Important: Avoiding an obstacle might cause to the projectile to go off-course, leading to improper starting conditions (see Course Correction). -> Only enable Avoid Terrain in combination with Auto Correct Course!

It should also be noted that this behavior is rather simple in its design. The projectile might not be able to properly avoid complex shapes, roofs, or similar.

Safe Climbing

When enabled, the projectile will always enable course correction to realign itself with the target after performing an upwards flight maneuver (initiated through the Climb to Height or Avoid Terrain behavior.

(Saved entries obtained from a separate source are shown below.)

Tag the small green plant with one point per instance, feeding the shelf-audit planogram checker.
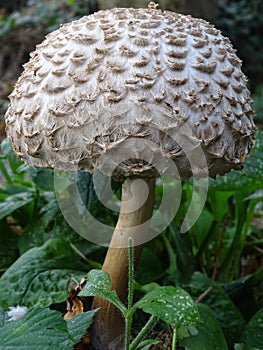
(169, 304)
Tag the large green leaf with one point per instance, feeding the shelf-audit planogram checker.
(98, 283)
(226, 312)
(251, 177)
(39, 277)
(173, 305)
(209, 335)
(44, 329)
(8, 245)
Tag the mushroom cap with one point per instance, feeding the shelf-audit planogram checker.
(120, 89)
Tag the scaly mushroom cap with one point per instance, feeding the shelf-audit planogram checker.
(131, 74)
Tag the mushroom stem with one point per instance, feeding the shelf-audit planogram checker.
(108, 328)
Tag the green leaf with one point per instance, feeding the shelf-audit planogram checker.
(209, 335)
(14, 202)
(251, 177)
(225, 310)
(78, 325)
(8, 246)
(44, 329)
(172, 305)
(253, 334)
(98, 284)
(39, 277)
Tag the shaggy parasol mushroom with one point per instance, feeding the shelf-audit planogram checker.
(125, 74)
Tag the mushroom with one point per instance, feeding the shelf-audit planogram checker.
(137, 75)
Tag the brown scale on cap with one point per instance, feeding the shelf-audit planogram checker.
(118, 65)
(99, 86)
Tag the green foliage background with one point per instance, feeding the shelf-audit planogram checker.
(218, 262)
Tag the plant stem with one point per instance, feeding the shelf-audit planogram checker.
(5, 172)
(128, 319)
(144, 331)
(174, 338)
(108, 328)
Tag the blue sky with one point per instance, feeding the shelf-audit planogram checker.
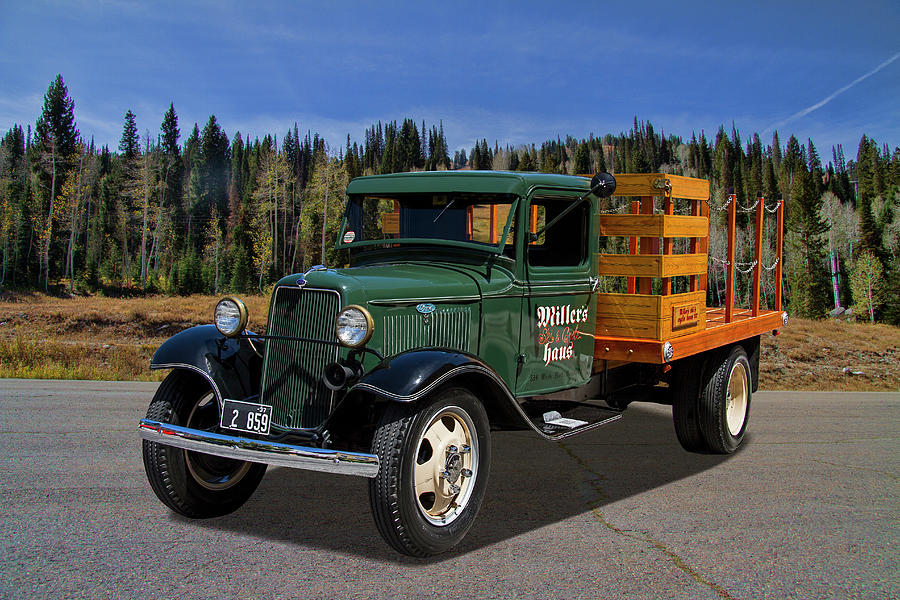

Sometimes, the upwards climb caused by the Climb to Height or Avoid Terrain maneuver can steer the projectile off-course. To understand this why this might be a problem, you must understand two concepts:

• Initial flight conditions: The projectile must be launched in the general direction of the target; otherwise, proportional navigation might not function properly.

• Course correction: When the projectile is gaining distance to its target, the algorithm will detect this and assume that the missile is off-course. It will then realign itself with the target, before re-enabling course correction.

When the projectile lost its tracking, course correction will kick in and steer the projectile towards the target in most cases. However, proportional navigation might sometimes fail to work properly, even if the projectile losing distance to its target. Specifically, this occurs when the projectile is on a trajectory heavily misaligned with the target - but not so misaligned as to lose distance to the target.

Under normal operation, this situation rarely arises. However, the Climb to Height or Avoid Terrain maneuvers sometimes steer the projectile onto such sub-optimal flight trajectories.

The Safe Climbing option will prevent this from happening. Keep in mind that this may result in the projectile following a less direct flight path, as it may realign itself with the target more often than necessary.

Visual Effects

Overshoot Rotation

Enabling this setting causes the projectile to rotate front inwards and back outwards during turns. This adds a realistic look and feel to missile-like projectiles by simulating the thruster firing off-center to achieve a change in velocity.

The following parameters define this behavior:

• Overshoot Intensity: Defines how far the projectile's front will rotate inwards during turns. The higher this value, the more noticeable the effect will be. Recommended range: 0.5 (weak) - 1.75 (very strong)

• Overshoot Speed: Defines how rapidly the projectile will adjust its rotation to incorporate the overshooting effect. Using a low value can prevent the projectile from jittering during sudden or repeated turns; however, this might also lead to the behavior being less defined during short turns. Recommended range: 0.5 (slow) - 1.75 (very fast)

Jitter Effect

Enabling this setting causes the projectile to randomly jitter during its flight. This effect can enhance the projectile's perception of speed and power.

The intensity of the jitter effect can be controlled by tweaking the 'JitterIntensity' value.